# Eigenvectors of $\tiny\begin{bmatrix} 4 & 0 \\ 1 & 2 \end{bmatrix}$

Find the eigenvectors of $\begin{bmatrix} 4 & 0 \\ 1 & 2 \end{bmatrix}$.

I did the following:

$\det(A-I\gamma)=0 \Rightarrow \begin{cases}\gamma=4 \\ \gamma=2 \end{cases}$

For $\gamma=4$:

$\begin{bmatrix} 0 & 0 \\ 1 & -2 \end{bmatrix} \begin{bmatrix} x_1 \\ x_2 \end{bmatrix}=\begin{bmatrix} 0 \\ 0 \end{bmatrix}$

$x_1=2x_2 \Rightarrow x=\begin{bmatrix} 2 \\ 1\end{bmatrix}$

Then I proceed to $\gamma=2$ to find the second eigenvector:

$\begin{bmatrix} 2 & 0 \\ 1 & 0 \end{bmatrix} \begin{bmatrix} x_1 \\ x_2 \end{bmatrix}=\begin{bmatrix} 0 \\ 0 \end{bmatrix}$

The system ends up as:

$\begin{cases} 2x_1+0x_2=0 \\ x_1+0x_2=0 \end{cases} \Rightarrow x_1=0$

I don't have a value for $x_2$ so, whats my second eigenvector?
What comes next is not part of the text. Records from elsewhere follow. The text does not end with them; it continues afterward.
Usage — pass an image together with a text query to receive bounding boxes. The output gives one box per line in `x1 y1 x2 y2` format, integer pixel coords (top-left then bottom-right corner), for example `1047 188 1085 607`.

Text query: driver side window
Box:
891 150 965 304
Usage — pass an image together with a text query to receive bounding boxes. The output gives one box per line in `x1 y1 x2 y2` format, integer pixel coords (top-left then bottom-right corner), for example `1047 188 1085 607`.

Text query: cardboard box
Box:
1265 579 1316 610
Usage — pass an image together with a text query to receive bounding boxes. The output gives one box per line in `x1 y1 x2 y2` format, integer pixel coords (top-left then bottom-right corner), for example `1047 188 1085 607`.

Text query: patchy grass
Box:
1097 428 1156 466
• Your eigenvector is whatever you like satisfying $x_1=0$. For example, $(0,1)$. – vadim123 Jul 9 '15 at 17:01
• I often multiply the the result $v_n$ by $t$, because it gives me confidence in problems which can be interpreted geometrically. – Eemil Wallin Jul 9 '15 at 17:29

"You don't have a value" means that $x_2$ is arbitrary. In this case, the eigenspace contains the vectors $(0,x_2)$ for arbitrary $x_2$. Thus, it is generated by $(0,1)$.
Just like what happened in the first one, there, $x_2$ was also arbitrary. If you had values for both quantities, you wouldn't have had a generating vector.